I am trying daft with unity catalog but getting th...
# general
d
I am trying daft with unity catalog but getting this error No module named 'unitycatalog' on
from daft.unity_catalog import UnityCatalog
Maybe am missing something but the documentation is not clear if I need to install something else or not. I will be grateful for some help here
j
Whoops, yes you’ll have to do
pip install getdaft[unity]
This will ensure that
pip install unitycatalog
is done for you
d
Thank you very much. The documentation needs to be updated 🙂
j
We rely on a Python package that we generated to access the unity catalog. Note also that Unity support is very new (it was open-sourced just a week ago by Databricks) so this support is very much in beta
Absolutely! Feel free to make a contribution to Daft: https://github.com/Eventual-Inc/Daft/blob/main/docs/source/user_guide/integrations/unity-catalog.rst Or you can make an issue we’ll get right on it
d
Yes I was surprised to see you guys have support for something that was just announced last week. Great job
j
Are you attempting to access Unity Catalog hosted by Databricks? I tried to do so last week but it seems their internal version of unity catalog currently doesn’t work with some of the APIs… Specifically they won’t vend credentials to us, and will throw an error: https://github.com/unitycatalog/unitycatalog/issues/2
Seems like this is something that databricks themselves have to fix though
d
Ok good to know, its a sad that it's not working though. Yes that's exactly what I was going to try
@jay it seems to be working now. I was able to query the catalog
j
Oh shiiiii
😛 very cool!
Wanna make a blogpost or something on linkedin about it? That’s pretty hype
d
If I get the to be able to query a table successfully, I will surely do that
j
Awesome. Let me know how we can help.
BTW we just hopped off the phone with some of our Databricks partners — looks like the Databricks implementation of Unity Catalog might still have issues around credentials vending. @Daniel Antwi if you have any issues that look like this, let us know! There’s a Databricks private preview form that we can send to you to have your account become enabled for credentials vending that will fix the issue.
d
Hi Jay, I think I might have missed your message. I couldn't see the issue link you sent me. However, I got this error message exactly like the one you sent me earlier
Copy code
{'error_code': 'UNAUTHENTICATED',
 'message': "Request to generate access credential for table 'redacted' from outside of Databricks Unity Catalog enabled compute environment is denied for security. Please contact Databricks support for integrations with Unity Catalog.",
 'details': [{'@type': '<http://type.googleapis.com/google|type.googleapis.com/google>…
Please send me the private preview form
j
d
Thank you very much Jay
Hi @jay I finally credential vending enabled on my databricks workspace. However, this is the new error I am getting at df=daft.read_deltalake(unity_table)
Copy code
---------------------------------------------------------------------------
OSError                                   Traceback (most recent call last)
Cell In[9], line 15
     13 unity_table = unity.load_table("neutron-dev.bssm_lakehouse_dev1.hack_signins")
     14 print(unity_table)
---> 15 df=daft.read_deltalake(unity_table)
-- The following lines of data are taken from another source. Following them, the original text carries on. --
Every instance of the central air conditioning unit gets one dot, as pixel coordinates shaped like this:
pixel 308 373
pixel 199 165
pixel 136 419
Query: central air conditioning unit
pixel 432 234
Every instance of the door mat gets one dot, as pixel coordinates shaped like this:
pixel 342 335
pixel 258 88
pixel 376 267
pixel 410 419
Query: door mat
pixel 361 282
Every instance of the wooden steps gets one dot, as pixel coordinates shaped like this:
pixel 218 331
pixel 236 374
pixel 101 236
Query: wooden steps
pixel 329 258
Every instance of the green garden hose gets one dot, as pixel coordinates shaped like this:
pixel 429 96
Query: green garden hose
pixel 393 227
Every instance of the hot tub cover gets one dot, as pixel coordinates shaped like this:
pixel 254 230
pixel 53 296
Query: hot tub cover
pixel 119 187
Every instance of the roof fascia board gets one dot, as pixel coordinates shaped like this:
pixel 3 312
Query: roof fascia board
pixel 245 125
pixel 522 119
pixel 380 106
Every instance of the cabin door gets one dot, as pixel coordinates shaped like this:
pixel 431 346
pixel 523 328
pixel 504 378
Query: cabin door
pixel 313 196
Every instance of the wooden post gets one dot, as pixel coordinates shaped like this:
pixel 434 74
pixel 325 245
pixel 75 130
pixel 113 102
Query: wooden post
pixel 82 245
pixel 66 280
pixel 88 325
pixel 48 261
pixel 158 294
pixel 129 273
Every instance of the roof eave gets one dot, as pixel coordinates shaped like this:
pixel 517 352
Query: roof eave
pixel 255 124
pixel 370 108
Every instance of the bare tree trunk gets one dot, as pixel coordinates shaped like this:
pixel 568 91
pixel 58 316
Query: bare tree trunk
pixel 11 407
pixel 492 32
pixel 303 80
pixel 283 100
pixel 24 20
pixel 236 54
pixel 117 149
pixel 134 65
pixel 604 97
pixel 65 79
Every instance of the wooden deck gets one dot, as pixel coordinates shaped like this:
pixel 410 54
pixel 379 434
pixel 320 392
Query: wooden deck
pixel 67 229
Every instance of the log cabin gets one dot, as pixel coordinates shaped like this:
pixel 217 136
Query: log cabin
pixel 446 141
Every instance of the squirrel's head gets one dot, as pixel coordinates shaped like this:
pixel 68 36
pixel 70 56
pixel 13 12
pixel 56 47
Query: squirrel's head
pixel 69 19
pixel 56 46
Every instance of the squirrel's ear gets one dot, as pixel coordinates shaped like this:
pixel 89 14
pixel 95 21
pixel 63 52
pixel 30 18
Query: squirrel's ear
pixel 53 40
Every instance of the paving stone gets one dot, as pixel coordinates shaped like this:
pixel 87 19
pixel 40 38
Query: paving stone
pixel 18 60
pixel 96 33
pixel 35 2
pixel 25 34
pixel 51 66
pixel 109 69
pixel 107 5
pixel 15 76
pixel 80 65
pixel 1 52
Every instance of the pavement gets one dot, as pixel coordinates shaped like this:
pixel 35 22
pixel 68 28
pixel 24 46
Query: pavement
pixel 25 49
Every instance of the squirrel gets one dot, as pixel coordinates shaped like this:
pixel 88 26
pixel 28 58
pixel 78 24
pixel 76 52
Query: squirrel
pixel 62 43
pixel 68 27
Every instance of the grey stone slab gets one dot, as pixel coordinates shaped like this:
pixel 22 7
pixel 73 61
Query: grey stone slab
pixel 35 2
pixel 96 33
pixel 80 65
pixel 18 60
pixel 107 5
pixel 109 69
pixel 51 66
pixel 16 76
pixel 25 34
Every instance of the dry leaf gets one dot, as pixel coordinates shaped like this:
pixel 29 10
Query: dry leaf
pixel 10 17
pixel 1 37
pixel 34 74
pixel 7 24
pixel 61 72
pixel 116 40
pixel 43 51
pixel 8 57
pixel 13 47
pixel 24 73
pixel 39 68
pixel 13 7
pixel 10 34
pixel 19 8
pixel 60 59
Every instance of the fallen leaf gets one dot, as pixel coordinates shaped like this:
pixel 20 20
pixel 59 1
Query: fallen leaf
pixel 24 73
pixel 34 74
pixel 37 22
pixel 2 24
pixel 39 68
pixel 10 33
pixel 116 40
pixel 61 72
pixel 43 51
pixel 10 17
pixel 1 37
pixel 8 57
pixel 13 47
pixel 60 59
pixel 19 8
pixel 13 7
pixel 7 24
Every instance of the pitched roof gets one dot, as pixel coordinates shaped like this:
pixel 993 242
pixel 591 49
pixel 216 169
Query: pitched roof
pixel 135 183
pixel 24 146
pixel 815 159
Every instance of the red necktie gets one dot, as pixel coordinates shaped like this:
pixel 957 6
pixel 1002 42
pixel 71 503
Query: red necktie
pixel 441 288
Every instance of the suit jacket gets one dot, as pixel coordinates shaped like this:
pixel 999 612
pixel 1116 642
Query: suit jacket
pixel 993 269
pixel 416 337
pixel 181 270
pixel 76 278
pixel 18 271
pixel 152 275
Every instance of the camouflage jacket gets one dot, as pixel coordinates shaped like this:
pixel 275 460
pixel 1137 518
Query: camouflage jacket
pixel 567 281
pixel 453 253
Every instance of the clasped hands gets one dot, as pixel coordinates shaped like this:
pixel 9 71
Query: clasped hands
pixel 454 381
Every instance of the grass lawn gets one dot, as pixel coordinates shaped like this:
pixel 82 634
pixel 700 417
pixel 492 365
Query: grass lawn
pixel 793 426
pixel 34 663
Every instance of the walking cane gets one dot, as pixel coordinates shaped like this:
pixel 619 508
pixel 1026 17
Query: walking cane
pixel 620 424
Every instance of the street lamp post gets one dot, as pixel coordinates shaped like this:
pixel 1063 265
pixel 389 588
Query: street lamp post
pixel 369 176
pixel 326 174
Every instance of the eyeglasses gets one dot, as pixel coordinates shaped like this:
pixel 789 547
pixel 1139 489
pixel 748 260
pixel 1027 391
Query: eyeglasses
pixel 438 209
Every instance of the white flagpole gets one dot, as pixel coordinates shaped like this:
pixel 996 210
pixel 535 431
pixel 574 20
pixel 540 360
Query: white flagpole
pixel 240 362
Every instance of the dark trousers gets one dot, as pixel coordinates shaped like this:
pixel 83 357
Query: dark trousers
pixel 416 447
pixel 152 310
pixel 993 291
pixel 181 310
    [... skipping hidden 2 frame]

File ~/mssql/changestreamapp/.venv/lib/python3.10/site-packages/daft/io/_delta_lake.py:87, in read_deltalake(table, io_config, _multithreaded_io)
     83 else:
     84     raise ValueError(
     85         f"table argument must be a table URI string, DataCatalogTable or UnityCatalogTable instance, but got: {type(table)}, {table}"
     86     )
---> 87 delta_lake_operator = DeltaLakeScanOperator(table_uri, storage_config=storage_config)
     89 handle = ScanOperatorHandle.from_python_scan_operator(delta_lake_operator)
     90 builder = LogicalPlanBuilder.from_tabular_scan(scan_operator=handle)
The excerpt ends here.